Post by Wayne » Wed Mar 14, 2018 10:42 am

scrounger wrote:Wayne,

What level of belt/ranking would 16 years of Wushu training get you?
The Chinese Martial Arts Duanwei System (level of black sash) may vary somewhat from country to country. It cannot be directly compared to the Dan (Japanese) system of black belt grading.

Evaluation is based upon on each individual’s years of martial arts training, age, mastery of techniques and theories, ethics, contribution to the development of martial arts and a comprehensive evaluation system of skill level. I am 5th Duan (an intermediate degree.) The Advanced degrees require that you attain the previous rank for a minimum of 5 years.
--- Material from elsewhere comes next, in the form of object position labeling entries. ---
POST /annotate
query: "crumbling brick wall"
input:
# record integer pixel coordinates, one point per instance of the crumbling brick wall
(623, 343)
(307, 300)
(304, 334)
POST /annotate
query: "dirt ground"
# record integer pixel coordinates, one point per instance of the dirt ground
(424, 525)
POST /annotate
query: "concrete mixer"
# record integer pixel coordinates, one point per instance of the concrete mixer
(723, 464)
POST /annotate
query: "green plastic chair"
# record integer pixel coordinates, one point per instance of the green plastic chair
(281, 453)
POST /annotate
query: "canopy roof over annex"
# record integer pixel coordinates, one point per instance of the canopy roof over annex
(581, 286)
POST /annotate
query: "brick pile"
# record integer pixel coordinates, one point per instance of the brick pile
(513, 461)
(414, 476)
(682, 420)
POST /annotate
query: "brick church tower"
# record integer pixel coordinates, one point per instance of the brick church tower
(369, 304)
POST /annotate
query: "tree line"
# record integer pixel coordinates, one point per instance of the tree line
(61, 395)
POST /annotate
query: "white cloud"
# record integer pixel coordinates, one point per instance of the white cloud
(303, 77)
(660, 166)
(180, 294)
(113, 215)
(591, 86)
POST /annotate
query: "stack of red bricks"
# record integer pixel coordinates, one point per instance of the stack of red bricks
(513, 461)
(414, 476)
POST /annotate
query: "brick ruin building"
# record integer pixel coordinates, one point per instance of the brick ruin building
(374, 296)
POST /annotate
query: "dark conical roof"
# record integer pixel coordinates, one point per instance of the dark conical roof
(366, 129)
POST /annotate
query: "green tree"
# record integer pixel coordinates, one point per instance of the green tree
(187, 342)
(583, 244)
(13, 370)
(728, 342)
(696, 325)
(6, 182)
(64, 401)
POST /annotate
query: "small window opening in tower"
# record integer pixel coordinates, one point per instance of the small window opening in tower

The highest degree is 9th Duan and can only be issued at age 60 (8th at 50). The Chinese apply a 'life-long learning' concept and respect those older... :-)
None you improvise, one (or more) is luxury.

tazweiss
Canada
Posts: 625
Joined: Sat Dec 17, 2011 6:17 am

Re: Martial Arts

Post by tazweiss » Wed Aug 08, 2018 6:53 pm

I received my Black Sash in Kung Fu in 1984. From there I dabbled in boxing, Shotokan, Jiu Jitsu, Arnis and Krav Maga. As for actual fight experience, somewhere north of 400 street fights and bar fights. I enjoyed all of them but over the years I adopted 5 rules for fighting, which didn't sit all that well with the instructors when I took Krav Maga. Apparently, I'm too aggressive, but those rules have done me good.
Those who are unwilling to defend freedom, will become unfree.